- Structure: Regional knockout competition
- Teams: 13
- Champions: Swinton
- Runners-up: Wigan

= 1927–28 Lancashire Cup =

The 1927–28 Lancashire Cup competition was the 20th competition in the history of this regional rugby league event and the final was a repeat of the 1925–26 Lancashire Cup Final, with Swinton beating Wigan by 5–2. The match was played at Watersheddings, Oldham. The attendance was 22,000 and receipts £1,275.

== Background ==
The number of teams entering this year's competition dropped back to 13 due to no amateur participation. This resulted in the competition running with 3 byes in the first round.

== Competition and results ==

=== Round 1 ===
Involved 5 matches (with three byes) and 13 clubs

| Game No | Fixture date | Home team |  | Score |  | Away team | Venue | Att | Rec | Notes | Ref |
|---|---|---|---|---|---|---|---|---|---|---|---|
| 1 | Sat 8 October 1927 | Oldham |  | 20–9 |  | Wigan Highfield | Watersheddings |  |  |  |  |
| 2 | Sat 8 October 1927 | St Helens Recs |  | 41–5 |  | Broughton Rangers | City Road |  |  |  |  |
| 3 | Sat 8 October 1927 | St.
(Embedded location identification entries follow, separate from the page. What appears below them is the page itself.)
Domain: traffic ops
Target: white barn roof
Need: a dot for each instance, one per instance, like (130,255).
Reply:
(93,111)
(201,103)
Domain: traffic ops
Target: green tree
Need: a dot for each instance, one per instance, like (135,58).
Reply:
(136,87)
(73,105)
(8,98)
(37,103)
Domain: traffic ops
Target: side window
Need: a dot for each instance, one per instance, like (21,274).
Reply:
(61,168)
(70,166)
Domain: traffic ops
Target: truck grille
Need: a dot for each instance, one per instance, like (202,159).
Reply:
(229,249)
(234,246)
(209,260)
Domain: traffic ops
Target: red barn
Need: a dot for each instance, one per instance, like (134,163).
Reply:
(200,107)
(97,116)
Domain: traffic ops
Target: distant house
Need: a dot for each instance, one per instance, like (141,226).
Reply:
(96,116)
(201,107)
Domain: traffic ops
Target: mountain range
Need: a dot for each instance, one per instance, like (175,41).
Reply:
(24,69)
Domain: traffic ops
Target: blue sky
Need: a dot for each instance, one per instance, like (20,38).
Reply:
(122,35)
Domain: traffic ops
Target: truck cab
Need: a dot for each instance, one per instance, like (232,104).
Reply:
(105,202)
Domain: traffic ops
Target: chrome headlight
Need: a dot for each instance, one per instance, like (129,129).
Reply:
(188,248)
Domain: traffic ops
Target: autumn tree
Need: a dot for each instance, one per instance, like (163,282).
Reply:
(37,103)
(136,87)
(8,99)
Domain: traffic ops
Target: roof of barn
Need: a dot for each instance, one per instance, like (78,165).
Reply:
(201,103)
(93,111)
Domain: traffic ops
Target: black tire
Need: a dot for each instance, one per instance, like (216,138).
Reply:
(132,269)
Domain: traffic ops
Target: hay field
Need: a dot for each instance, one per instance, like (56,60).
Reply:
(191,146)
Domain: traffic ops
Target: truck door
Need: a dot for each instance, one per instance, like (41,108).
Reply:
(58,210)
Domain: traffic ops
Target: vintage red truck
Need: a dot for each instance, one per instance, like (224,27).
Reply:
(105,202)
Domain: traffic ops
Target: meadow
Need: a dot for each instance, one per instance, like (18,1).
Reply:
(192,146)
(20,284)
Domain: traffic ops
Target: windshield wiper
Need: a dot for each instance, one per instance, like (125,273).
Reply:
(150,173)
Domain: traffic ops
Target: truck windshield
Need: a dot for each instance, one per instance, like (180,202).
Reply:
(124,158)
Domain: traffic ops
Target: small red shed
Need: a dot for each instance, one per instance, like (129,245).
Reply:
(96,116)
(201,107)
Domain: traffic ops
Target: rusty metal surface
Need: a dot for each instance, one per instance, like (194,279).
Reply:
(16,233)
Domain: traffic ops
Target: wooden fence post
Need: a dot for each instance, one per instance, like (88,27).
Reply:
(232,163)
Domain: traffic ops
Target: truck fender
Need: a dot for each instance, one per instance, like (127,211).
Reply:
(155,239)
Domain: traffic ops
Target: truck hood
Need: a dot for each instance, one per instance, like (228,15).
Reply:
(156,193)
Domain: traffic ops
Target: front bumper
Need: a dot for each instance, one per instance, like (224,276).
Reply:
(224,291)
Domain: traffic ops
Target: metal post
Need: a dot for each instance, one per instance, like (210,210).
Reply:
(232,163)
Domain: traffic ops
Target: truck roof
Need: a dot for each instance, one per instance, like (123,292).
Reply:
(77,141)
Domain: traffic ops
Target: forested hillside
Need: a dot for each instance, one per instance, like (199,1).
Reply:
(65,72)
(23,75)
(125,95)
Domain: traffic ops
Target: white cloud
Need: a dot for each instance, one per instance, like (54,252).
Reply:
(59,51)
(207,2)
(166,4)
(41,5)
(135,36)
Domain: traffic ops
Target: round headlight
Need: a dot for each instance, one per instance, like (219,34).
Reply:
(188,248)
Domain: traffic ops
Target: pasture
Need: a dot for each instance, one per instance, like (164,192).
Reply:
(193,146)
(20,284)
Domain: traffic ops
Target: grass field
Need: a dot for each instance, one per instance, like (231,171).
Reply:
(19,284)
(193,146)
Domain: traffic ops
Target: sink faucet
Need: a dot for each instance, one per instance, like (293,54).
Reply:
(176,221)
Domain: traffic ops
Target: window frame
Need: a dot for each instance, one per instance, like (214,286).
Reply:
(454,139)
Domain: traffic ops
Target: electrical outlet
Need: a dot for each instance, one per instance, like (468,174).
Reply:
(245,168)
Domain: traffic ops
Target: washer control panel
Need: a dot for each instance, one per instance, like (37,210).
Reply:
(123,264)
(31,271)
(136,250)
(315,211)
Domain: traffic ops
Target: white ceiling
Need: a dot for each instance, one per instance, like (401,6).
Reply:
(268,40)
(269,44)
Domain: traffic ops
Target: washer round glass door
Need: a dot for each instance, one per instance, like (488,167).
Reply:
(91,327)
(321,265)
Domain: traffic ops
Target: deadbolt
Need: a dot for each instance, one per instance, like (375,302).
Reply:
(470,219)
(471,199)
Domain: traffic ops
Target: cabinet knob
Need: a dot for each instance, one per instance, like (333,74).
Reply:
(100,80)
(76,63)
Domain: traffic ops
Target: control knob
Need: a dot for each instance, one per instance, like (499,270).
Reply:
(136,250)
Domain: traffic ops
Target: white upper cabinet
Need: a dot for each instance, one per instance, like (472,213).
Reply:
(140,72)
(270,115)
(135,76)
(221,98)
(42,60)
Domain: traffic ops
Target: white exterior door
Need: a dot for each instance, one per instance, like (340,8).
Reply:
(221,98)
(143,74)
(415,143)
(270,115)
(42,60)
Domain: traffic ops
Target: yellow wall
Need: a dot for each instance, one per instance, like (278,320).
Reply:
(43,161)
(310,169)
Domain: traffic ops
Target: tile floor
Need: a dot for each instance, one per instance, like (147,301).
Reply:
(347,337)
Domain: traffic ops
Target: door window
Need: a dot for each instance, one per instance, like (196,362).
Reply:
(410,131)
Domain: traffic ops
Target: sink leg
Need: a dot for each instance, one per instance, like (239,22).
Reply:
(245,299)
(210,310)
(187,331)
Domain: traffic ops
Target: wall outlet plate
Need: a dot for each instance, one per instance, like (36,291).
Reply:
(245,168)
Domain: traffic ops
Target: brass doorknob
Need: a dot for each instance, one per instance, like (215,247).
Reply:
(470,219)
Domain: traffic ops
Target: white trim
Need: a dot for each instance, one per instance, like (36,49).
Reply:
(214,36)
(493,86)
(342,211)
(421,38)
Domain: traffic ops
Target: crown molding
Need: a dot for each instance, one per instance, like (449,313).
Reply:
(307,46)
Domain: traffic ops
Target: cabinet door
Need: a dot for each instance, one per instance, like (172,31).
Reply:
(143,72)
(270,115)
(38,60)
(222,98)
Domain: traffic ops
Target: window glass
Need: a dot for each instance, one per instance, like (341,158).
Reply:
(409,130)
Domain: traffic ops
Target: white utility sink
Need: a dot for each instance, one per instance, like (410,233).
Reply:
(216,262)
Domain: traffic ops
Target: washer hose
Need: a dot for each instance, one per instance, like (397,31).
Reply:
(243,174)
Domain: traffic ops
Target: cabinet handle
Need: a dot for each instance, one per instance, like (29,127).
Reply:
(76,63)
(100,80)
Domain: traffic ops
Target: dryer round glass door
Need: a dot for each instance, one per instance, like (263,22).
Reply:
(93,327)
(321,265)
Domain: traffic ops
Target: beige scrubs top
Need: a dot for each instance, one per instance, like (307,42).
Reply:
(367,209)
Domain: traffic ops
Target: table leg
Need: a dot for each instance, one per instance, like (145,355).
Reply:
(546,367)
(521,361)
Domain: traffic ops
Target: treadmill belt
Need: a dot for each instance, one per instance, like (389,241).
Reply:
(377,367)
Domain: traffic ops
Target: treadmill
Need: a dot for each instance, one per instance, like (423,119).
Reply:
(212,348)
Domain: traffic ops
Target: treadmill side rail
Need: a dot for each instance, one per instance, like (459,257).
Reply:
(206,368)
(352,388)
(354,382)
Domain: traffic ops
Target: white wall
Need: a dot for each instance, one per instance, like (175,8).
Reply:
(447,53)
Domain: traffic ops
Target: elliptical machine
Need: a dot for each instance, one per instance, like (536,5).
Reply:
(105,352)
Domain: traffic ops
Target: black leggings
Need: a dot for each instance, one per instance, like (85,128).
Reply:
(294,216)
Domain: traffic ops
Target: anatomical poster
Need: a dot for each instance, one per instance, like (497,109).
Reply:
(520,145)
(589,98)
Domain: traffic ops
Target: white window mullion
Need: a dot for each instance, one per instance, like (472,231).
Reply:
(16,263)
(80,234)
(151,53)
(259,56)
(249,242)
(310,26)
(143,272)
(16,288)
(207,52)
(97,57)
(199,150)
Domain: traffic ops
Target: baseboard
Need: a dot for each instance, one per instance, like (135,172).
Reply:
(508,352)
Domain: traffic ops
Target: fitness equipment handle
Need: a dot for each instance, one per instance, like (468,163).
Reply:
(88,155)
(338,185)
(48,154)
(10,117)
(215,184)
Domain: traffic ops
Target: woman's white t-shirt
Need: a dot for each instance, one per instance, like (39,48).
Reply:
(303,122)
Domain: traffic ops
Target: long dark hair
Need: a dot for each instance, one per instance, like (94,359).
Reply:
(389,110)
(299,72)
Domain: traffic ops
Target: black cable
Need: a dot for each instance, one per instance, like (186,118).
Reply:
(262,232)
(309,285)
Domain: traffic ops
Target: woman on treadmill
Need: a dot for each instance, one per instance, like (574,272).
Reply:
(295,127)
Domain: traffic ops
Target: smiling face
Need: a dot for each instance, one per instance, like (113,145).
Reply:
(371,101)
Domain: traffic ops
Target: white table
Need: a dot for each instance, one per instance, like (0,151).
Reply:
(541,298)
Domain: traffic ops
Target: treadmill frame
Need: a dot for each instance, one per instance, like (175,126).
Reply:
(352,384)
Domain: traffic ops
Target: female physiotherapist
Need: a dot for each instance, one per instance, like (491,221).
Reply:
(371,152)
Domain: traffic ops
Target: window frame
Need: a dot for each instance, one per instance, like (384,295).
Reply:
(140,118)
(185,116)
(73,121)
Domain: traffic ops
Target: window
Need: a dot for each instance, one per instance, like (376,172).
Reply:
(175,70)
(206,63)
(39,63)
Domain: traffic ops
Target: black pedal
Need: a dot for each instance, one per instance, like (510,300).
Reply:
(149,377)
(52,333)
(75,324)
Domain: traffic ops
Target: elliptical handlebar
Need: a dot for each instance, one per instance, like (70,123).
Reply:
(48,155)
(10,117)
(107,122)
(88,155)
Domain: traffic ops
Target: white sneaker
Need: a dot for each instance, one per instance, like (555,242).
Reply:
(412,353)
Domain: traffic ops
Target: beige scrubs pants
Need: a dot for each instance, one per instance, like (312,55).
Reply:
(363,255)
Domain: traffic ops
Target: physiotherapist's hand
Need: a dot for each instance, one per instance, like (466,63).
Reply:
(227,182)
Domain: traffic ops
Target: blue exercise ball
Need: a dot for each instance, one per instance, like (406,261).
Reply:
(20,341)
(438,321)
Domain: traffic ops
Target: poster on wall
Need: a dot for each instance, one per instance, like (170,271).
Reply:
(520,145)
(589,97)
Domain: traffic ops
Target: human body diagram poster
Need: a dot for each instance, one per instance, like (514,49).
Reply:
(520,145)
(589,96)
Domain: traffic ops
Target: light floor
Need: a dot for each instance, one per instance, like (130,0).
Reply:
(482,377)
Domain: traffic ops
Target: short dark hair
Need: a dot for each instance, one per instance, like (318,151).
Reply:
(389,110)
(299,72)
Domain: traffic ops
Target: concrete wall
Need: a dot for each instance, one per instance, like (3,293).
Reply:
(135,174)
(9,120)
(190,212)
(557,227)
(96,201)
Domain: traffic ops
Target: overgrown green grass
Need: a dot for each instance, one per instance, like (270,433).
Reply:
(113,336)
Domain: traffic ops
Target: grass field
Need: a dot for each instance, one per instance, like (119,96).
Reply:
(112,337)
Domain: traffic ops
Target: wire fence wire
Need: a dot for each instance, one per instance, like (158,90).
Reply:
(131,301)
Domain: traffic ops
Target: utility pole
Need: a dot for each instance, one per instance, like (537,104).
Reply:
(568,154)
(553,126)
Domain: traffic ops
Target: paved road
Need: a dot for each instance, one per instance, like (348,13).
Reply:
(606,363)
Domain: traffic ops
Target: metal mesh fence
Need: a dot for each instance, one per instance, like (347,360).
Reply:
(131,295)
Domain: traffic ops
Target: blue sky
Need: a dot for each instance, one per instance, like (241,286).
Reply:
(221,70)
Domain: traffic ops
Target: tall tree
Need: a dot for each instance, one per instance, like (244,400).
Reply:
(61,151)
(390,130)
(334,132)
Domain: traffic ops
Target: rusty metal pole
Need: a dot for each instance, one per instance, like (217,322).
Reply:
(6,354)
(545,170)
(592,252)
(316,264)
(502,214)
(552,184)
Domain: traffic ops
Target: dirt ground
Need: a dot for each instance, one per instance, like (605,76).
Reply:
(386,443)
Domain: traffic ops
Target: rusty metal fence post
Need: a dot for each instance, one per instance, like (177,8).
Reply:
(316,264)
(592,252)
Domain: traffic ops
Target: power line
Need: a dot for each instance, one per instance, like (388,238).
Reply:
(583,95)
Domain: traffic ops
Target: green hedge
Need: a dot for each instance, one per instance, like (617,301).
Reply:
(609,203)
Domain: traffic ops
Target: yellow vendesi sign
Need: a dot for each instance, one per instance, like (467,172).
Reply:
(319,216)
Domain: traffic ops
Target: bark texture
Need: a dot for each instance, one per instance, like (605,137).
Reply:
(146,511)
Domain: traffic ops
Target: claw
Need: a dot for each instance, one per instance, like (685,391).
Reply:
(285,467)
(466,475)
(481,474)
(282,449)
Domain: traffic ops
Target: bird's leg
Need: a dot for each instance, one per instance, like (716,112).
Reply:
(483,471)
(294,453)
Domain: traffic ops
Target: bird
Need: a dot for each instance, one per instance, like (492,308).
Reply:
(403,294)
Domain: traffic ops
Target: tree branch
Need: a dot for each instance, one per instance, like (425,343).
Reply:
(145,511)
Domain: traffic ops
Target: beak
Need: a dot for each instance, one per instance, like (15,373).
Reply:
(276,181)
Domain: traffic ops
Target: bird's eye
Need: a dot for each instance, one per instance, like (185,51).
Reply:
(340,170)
Helens |  | 7–13 |  | Swinton | Knowsley Road | 15,000 |  |  |  |
| 4 | Sat 8 October 1927 | Widnes |  | 10–8 |  | Rochdale Hornets | Lowerhouse Lane |  |  |  |  |
| 5 | Sat 8 October 1927 | Wigan |  | 21–8 |  | Leigh | Central Park |  |  |  |  |
| 6 |  | Salford |  |  |  | bye |  |  |  |  |  |
| 7 |  | Barrow |  |  |  | bye |  |  |  |  |  |
| 8 |  | Warrington |  |  |  | bye |  |  |  |  |  |

=== Round 2 – quarterfinals ===

| Game No | Fixture date | Home team |  | Score |  | Away team | Venue | Att | Rec | Notes | Ref |
| 1 | Mon 17 October 1927 | Salford |  | 0–0 |  | Barrow | The Willows |  |  |  |  |
| 2 | Mon 17 October 1927 | Warrington |  | 16–2 |  | Widnes | Wilderspool |  |  |  |  |
| 3 | Wed 19 October 1927 | St Helens Recs |  | 7–10 |  | Wigan | City Road |  |  |  |  |
| 4 | Wed 19 October 1927 | Swinton |  | 18–9 |  | Oldham | Chorley Road ground | 8,000 |  |  |  |
Replay
| 5 | Thu 20 October 1927 | Barrow |  | 2–5 |  | Salford | Little Park, Roose |  |  |  |  |

=== Round 3 – semifinals ===

| Game No | Fixture date | Home team |  | Score |  | Away team | Venue | Att | Rec | Notes | Ref |
|---|---|---|---|---|---|---|---|---|---|---|---|
| 1 | Wed 2 November 1927 | Swinton |  | 10–3 |  | Salford | Chorley Road ground | 7,000 |  |  |  |
| 2 | Wed 2 November 1927 | Wigan |  | 12–5 |  | Warrington | Central Park |  |  |  |  |

=== Final ===

| Game No | Fixture date | Home team |  | Score |  | Away team | Venue | Att | Rec | Notes | Ref |
|---|---|---|---|---|---|---|---|---|---|---|---|
|  | Saturday 19 November 1927 | Swinton |  | 5–2 |  | Wigan | Watersheddings | 22,000 | £1,275 | 1 |  |

====Teams and scorers ====

| Swinton | № | Wigan |
|---|---|---|
|  | teams |  |
| Jack Pearson | 1 | Jim Sullivan |
| Frank Evans | 2 |  |
| Hector Halsall (c) | 3 |  |
| Jack Evans | 4 |  |
| Chris Brockbank | 5 |  |
| Billo Rees | 6 |  |
| Bryn Evans | 7 |  |
| Miller Strong | 8 |  |
| Henry Blewer | 9 |  |
| Bert Morris | 10 |  |
| Martin Hodgson | 11 |  |
| Dick Cracknell | 12 |  |
| Fred Beswick | 13 |  |
| 5 | score | 2 |
| 5 | HT | 0 |
|  | Scorers |  |
|  | Tries |  |
| Fred Beswick (1) | T |  |
|  | Goals |  |
| Bert Morris (1) | G | Jim Sullivan (1) |
|  | Drop Goals |  |
|  | DG |  |
| Referee |  |  |

Scoring – Try = three (3) points – Goal = two (2) points – Drop goal = two (2) points

== See also ==
- 1927–28 Northern Rugby Football League season

== Notes ==
- 1 Watersheddings was the home ground of Oldham from 1889 to 1997. The ground, at one time, also housed a greyhound track.